Addressing Pain Points in Search, Decision-Making, and Community Connection:

  1. Reviews are questionable. Users don’t trust reviews because many feel fake or outdated, while our goal is to provide only verified reviews based on real, completed visits.

  2. Restaurant booking is fragmented. Users switch between multiple apps to find, check, and book restaurants. Our design creates a single, seamless flow from discovery to booking and reviewing.

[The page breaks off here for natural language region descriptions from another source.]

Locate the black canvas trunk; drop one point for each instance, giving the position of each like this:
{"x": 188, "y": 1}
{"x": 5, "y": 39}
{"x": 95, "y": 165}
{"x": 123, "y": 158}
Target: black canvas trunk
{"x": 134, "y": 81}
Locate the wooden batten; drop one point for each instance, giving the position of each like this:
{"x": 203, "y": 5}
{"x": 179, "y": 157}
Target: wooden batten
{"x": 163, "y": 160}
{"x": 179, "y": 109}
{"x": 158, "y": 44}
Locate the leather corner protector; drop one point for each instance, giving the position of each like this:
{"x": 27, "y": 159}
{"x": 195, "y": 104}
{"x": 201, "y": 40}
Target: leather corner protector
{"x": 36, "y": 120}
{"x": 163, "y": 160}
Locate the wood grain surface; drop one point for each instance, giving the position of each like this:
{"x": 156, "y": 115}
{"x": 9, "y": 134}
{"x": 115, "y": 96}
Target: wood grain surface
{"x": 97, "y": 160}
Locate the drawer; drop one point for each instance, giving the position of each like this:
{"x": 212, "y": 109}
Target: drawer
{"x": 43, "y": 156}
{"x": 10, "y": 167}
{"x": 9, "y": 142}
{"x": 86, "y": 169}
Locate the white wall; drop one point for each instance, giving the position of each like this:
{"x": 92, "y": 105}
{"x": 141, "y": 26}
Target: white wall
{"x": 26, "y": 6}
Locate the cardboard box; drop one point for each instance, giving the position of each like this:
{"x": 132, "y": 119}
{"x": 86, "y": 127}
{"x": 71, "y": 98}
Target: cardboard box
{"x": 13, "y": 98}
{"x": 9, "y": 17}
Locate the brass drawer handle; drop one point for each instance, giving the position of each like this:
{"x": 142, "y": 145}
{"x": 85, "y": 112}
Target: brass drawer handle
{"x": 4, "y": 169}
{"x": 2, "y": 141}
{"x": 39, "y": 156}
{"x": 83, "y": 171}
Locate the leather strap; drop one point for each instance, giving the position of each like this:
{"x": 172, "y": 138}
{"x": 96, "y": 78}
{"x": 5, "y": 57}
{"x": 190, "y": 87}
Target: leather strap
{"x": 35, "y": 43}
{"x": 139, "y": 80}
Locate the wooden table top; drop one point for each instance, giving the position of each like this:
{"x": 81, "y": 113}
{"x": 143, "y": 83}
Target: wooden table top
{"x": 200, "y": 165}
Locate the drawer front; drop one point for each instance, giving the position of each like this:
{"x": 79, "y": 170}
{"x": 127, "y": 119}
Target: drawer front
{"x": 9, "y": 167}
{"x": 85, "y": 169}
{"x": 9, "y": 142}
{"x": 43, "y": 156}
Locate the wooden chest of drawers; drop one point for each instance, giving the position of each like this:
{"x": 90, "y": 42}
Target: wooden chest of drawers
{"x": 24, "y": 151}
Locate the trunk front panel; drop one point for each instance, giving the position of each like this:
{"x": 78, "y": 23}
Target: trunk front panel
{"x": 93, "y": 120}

  3. Community features exist but feel disconnected. Users struggle to find suggestions that match their culture, diet, or context. The goal is to support personalized filters that reflect real user identities and needs.

Result

Result

  1. Landmark-Based Search for Tourists (e.g., “Near CN Tower,” add labels under each bubble) which aligns with how travelers think. We redesigned the IA to guide intention-driven exploration: narrow and compare options

  • Avoid biased recommendations and desire neutrality

  • Center neutrality by minimizing visual interference

  1. Discovery more culturally relevant and socially interactive

  • Community Chat: collective dining experiences, earn credibility & identity tags help users filter content they relate to

  • One-Screen Comparison: Users could compare multiple places at the same time, check for current wait time & seat availability in real time

  1. One Stop App Usage

  • Explore restaurants & Shared Booking Link

  • “Best for” tags (Date night, Kid-friendly, Quick lunch)

What we could have done better

  • Simplify the review-writing process further

  • Clearer onboarding questionaire for community features

  • More testing for generational differences

Skills built

  • Strategic Thinking: I now approach new projects with a stronger emphasis on defining the core problem, simplifying user flows, and validating decisions with measurable metrics from the start.

  • Product Framing: Shifted from “designing features” to “designing solutions,” focusing on verified reviews, trust, and decision-making efficiency.